The Government did not follow the decision of the Constitutional Court because it did not submit amendments to the Law on Pension and Disability Insurance to the Parliament within the stipulated period of 30 days. The Ministry of Labor and Social Welfare told "Vijesti" that it will be done soon and that they will propose to the Assembly to discuss this issue under an urgent procedure.

On November 3, the Official Gazette published the decision of the Constitutional Court, which abolished the provision from Article 17, paragraph 1 of the Law on Pension and Disability Insurance (PIO), which stipulated that women can retire at 64 and men at 66 if they have a minimum 15 years of experience.

In the same decision, the Constitutional Court ordered the Government to adopt a new text of the law within 30 days, which must be in accordance with the Court's assessment that women must not be positively discriminated against in relation to men. That deadline expired on Monday, December 4.

Two days earlier, at the session on Saturday, the Social Council decided to propose a solution to the Government that both women and men can retire at the age of 65 with a minimum of 15 years of service. It was also agreed to make a change in relation to retiring with 40 years of insurance experience, regardless of age.

However, neither on December 4, nor at the Government session on Thursday, December 7, was the proposal to amend the Law on PIO, which would have been sent to the Parliament, adopted, and because of this, "Vijesti" asked the Government and the Ministry of Labor and Social Welfare why the deadline from the decision was not met of the Constitutional Court.

"Drafting the draft law on amendments to the Law on Pension and Disability Insurance was preceded by a dialogue with social partners, after which the other procedures that precede the adoption of the law began. All of the above required time, so this is the reason for the delay in submitting the bill to the Parliament of Montenegro. Due to the above, the Government will propose to the Parliament of Montenegro that, in accordance with Article 151 of the Rules of Procedure of the Parliament of Montenegro, it passes this law under an urgent procedure", stated in the reply from the Ministry of Labor and Social Welfare.

"Vijesti" also asked the Constitutional Court whether the Government informed them why it did not act on the Constitutional Court's decision, as well as what the Constitutional Court can now take over because the Government did not act on its decision, but they did not receive an answer.

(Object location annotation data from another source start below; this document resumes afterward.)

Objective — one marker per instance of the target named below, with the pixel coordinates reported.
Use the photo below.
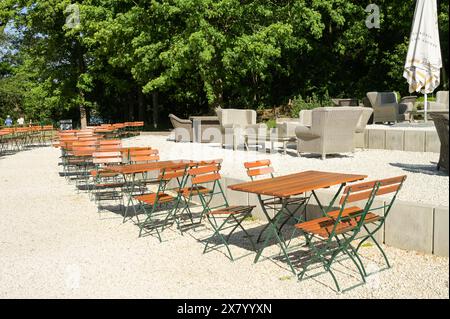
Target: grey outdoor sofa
(386, 107)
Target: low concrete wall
(409, 225)
(399, 139)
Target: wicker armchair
(332, 130)
(182, 129)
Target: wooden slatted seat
(324, 225)
(340, 228)
(193, 191)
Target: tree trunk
(83, 112)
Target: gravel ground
(54, 244)
(424, 183)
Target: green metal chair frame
(189, 192)
(106, 185)
(221, 217)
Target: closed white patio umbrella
(424, 61)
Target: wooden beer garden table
(284, 187)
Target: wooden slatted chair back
(175, 172)
(115, 142)
(259, 168)
(144, 156)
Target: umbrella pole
(425, 108)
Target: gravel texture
(54, 244)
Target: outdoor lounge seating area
(168, 196)
(249, 154)
(156, 195)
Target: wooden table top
(295, 184)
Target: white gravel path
(53, 244)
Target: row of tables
(281, 187)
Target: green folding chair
(223, 218)
(387, 186)
(189, 192)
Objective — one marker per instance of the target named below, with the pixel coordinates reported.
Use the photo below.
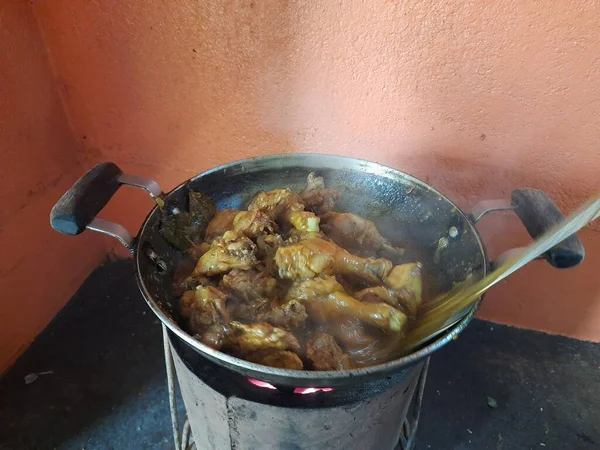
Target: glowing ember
(311, 390)
(261, 383)
(302, 391)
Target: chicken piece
(286, 206)
(214, 336)
(403, 288)
(326, 301)
(267, 246)
(302, 220)
(274, 203)
(281, 359)
(290, 315)
(356, 234)
(232, 251)
(248, 311)
(253, 223)
(205, 310)
(249, 284)
(295, 236)
(260, 336)
(316, 198)
(352, 335)
(196, 250)
(312, 257)
(220, 223)
(325, 354)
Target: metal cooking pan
(405, 209)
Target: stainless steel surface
(487, 206)
(403, 207)
(449, 305)
(114, 230)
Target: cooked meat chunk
(325, 354)
(196, 250)
(220, 223)
(260, 336)
(249, 284)
(232, 251)
(290, 315)
(302, 220)
(205, 309)
(402, 289)
(355, 233)
(352, 334)
(289, 282)
(287, 207)
(274, 203)
(253, 223)
(327, 302)
(312, 257)
(294, 236)
(316, 198)
(281, 359)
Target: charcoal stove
(232, 403)
(226, 410)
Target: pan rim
(306, 378)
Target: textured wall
(39, 271)
(477, 98)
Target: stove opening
(302, 391)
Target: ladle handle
(539, 214)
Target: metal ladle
(447, 309)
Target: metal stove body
(226, 410)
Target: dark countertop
(107, 390)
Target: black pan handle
(77, 209)
(80, 205)
(539, 213)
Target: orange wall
(39, 271)
(475, 97)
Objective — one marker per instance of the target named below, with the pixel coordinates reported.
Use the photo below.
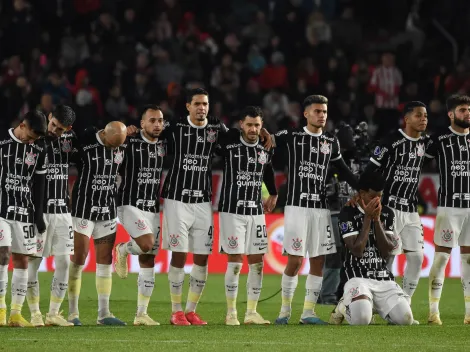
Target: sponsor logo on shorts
(141, 225)
(174, 240)
(232, 242)
(296, 244)
(447, 235)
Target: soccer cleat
(232, 319)
(178, 318)
(120, 262)
(57, 320)
(195, 319)
(255, 319)
(110, 320)
(73, 318)
(144, 320)
(17, 320)
(36, 319)
(434, 319)
(3, 316)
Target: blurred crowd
(108, 57)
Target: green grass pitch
(452, 336)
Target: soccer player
(307, 219)
(57, 241)
(139, 206)
(399, 157)
(94, 214)
(367, 231)
(22, 176)
(451, 147)
(241, 218)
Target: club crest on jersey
(141, 225)
(447, 235)
(211, 136)
(118, 157)
(30, 158)
(296, 244)
(420, 149)
(325, 148)
(66, 146)
(262, 157)
(174, 240)
(232, 242)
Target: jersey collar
(408, 137)
(12, 135)
(457, 133)
(312, 134)
(193, 125)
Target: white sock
(253, 286)
(232, 277)
(465, 258)
(288, 285)
(32, 293)
(3, 284)
(197, 282)
(436, 280)
(414, 262)
(60, 283)
(130, 247)
(145, 284)
(176, 281)
(359, 312)
(19, 285)
(313, 288)
(103, 287)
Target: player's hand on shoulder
(132, 130)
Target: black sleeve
(38, 193)
(269, 180)
(346, 173)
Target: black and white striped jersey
(141, 173)
(453, 159)
(372, 265)
(309, 155)
(18, 164)
(400, 159)
(189, 178)
(60, 155)
(94, 191)
(244, 166)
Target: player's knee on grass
(360, 311)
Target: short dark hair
(372, 181)
(455, 100)
(314, 99)
(251, 111)
(64, 114)
(36, 120)
(195, 91)
(144, 108)
(410, 106)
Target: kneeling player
(367, 231)
(242, 222)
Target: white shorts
(94, 229)
(242, 234)
(408, 232)
(452, 227)
(138, 223)
(385, 295)
(308, 230)
(187, 227)
(20, 236)
(58, 238)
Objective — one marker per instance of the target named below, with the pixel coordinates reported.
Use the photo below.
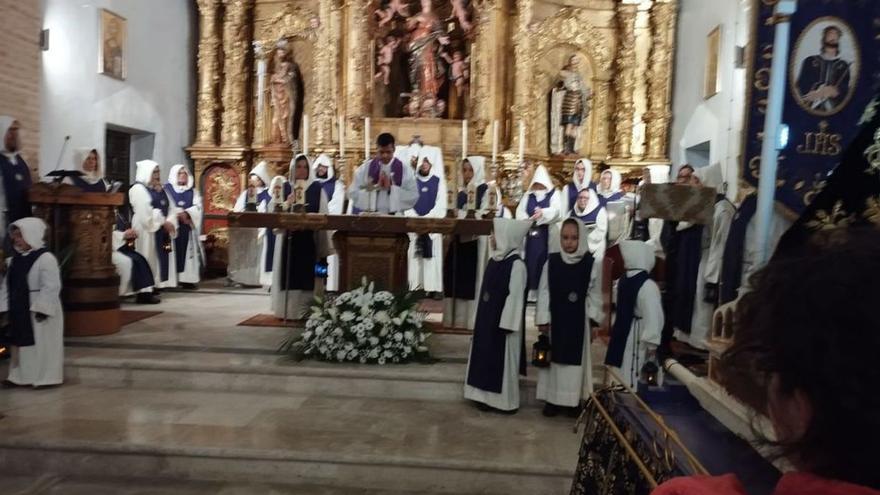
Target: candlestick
(494, 141)
(522, 141)
(367, 138)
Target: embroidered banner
(833, 72)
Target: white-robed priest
(638, 319)
(294, 282)
(384, 184)
(187, 248)
(542, 204)
(569, 296)
(334, 189)
(30, 297)
(494, 363)
(425, 251)
(154, 218)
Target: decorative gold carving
(625, 80)
(659, 115)
(209, 77)
(236, 43)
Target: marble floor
(189, 402)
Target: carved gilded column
(209, 78)
(625, 80)
(236, 44)
(659, 114)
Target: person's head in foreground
(805, 356)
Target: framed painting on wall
(111, 47)
(712, 83)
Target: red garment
(789, 484)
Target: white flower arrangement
(364, 326)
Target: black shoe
(147, 298)
(550, 410)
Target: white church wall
(156, 96)
(717, 120)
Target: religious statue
(569, 108)
(286, 89)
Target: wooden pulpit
(80, 235)
(371, 246)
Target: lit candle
(522, 141)
(367, 138)
(464, 139)
(305, 135)
(495, 141)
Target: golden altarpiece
(558, 80)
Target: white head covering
(615, 183)
(144, 171)
(33, 231)
(592, 203)
(172, 178)
(509, 236)
(583, 241)
(326, 161)
(478, 163)
(711, 176)
(637, 255)
(5, 123)
(588, 173)
(291, 174)
(261, 170)
(79, 158)
(434, 155)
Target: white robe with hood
(335, 205)
(509, 236)
(42, 363)
(647, 324)
(427, 273)
(146, 220)
(191, 273)
(297, 301)
(460, 313)
(566, 384)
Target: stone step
(346, 443)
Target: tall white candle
(495, 141)
(367, 138)
(464, 139)
(305, 135)
(522, 141)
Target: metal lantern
(541, 352)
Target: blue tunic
(568, 285)
(536, 242)
(486, 368)
(183, 201)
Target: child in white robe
(30, 297)
(492, 379)
(638, 321)
(569, 296)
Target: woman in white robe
(427, 273)
(543, 204)
(293, 303)
(147, 219)
(334, 189)
(459, 312)
(507, 238)
(712, 255)
(564, 385)
(191, 212)
(647, 322)
(40, 364)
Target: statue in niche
(569, 109)
(286, 90)
(422, 58)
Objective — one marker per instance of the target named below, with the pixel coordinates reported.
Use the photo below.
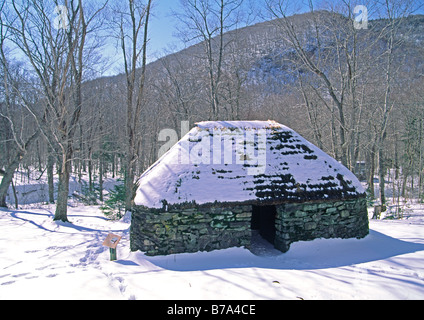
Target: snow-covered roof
(244, 161)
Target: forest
(350, 85)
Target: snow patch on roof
(212, 163)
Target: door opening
(263, 220)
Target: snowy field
(42, 259)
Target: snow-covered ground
(42, 259)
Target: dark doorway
(263, 220)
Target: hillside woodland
(355, 93)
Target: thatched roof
(244, 161)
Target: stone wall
(156, 232)
(308, 221)
(190, 230)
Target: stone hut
(225, 179)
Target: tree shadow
(317, 254)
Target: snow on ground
(42, 259)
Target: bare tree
(56, 52)
(133, 26)
(16, 123)
(207, 21)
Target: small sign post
(112, 241)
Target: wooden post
(112, 241)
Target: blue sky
(163, 28)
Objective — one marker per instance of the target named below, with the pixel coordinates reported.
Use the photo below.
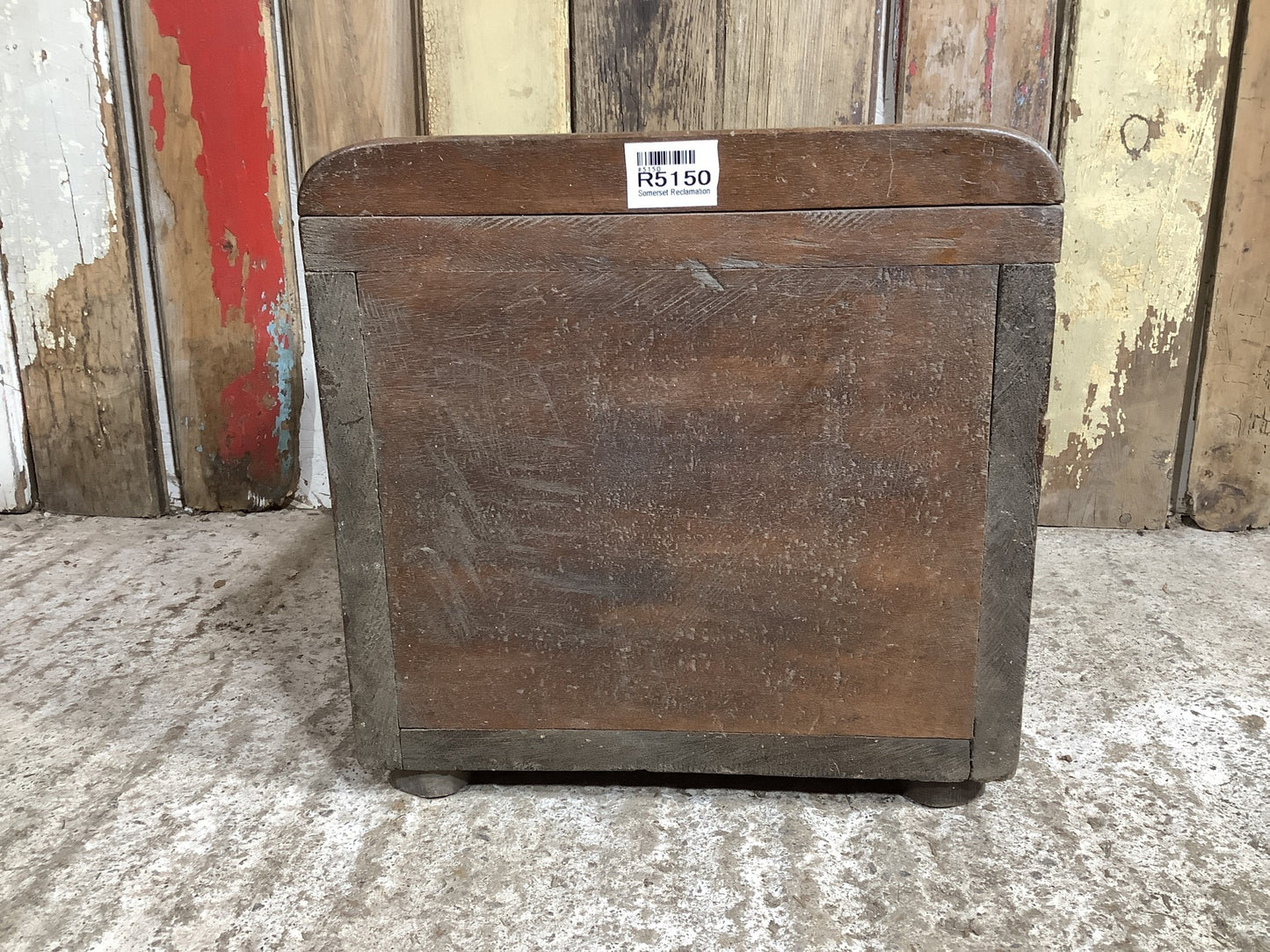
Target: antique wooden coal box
(691, 453)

So far, no changes to the law for proportionate pensioners

The increase in the minimum pension will not apply to beneficiaries of proportionate pensions, the Ministry of Labor and Social Welfare informed "Vijesti".

"Vijesti" asked whether in the amendments to the Law on PIO, which the Government should send to the Parliament, it will be defined that the sum of pensions received by proportionate pensioners will not be less than the minimum pension in Montenegro, as previously announced.

After the decision of the Constitutional Court, a group of so-called proportionate pensioners appealed to the Pension and Disability Insurance Fund and the Ministry of Labor and Social Welfare, so that they too would be covered by this amendment to the Pension and Disability Insurance Act.

Proportionate pensioners are citizens of Montenegro who acquired the right to a pension by combining the work experience they had from two or more former Yugoslav republics, based on interstate agreements. The pension fund of each country has calculated the amount of pension that should be paid to them for the length of service they had in its territory.

There are about 11 of these pensioners in Montenegro, and according to the current Law on PIO, the minimum pension limit does not apply to them, so most of them receive significantly lower amounts. They did not even receive one-time benefits that were distributed by the Government to other pensioners in the past years.